The power supplied by the heater raises the temperature of both the ice and the water:

$$ P = (m_i s_i + m_w s_w) \frac{d\theta}{dt} $$

Calculating the total heat capacity ($C_{total}$):

$$ C_{total} = (0.40 \times 2100) + (0.20 \times 4200) $$ $$ C_{total} = 840 + 840 = 1680 \text{ J/}^{\circ}\text{C} $$

Now, calculate Power:

$$ P = 1680 \times 0.1 = 168 \text{ W} $$

3. Time to Melt Ice ($t_1$)

At $0^{\circ}\text{C}$, the supplied heat is used to melt the ice (latent heat). The temperature remains constant during this phase.

$$ P \cdot t_1 = m_i L $$

Given $L = 0.33 \text{ MJ/kg} = 330,000 \text{ J/kg}$:

$$ 168 \cdot t_1 = 0.40 \times 330,000 $$ $$ t_1 = \frac{132,000}{168} = 785.71 \text{ s} $$

4. Time to Heat Water to $20^{\circ}\text{C}$ ($t_2$)

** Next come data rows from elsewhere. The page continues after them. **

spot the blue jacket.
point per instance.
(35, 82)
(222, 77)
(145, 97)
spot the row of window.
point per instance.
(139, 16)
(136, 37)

After the ice melts completely, we have $0.60 \text{ kg}$ of water. We need to find the time $t_2$ to raise the temperature from $0^{\circ}\text{C}$ to $20^{\circ}\text{C}$.

$$ P \cdot t_2 = m_{total} s_w \Delta \theta $$ $$ 168 \cdot t_2 = 0.60 \times 4200 \times (20 – 0) $$ $$ 168 \cdot t_2 = 50,400 $$ $$ t_2 = \frac{50,400}{168} = 300 \text{ s} $$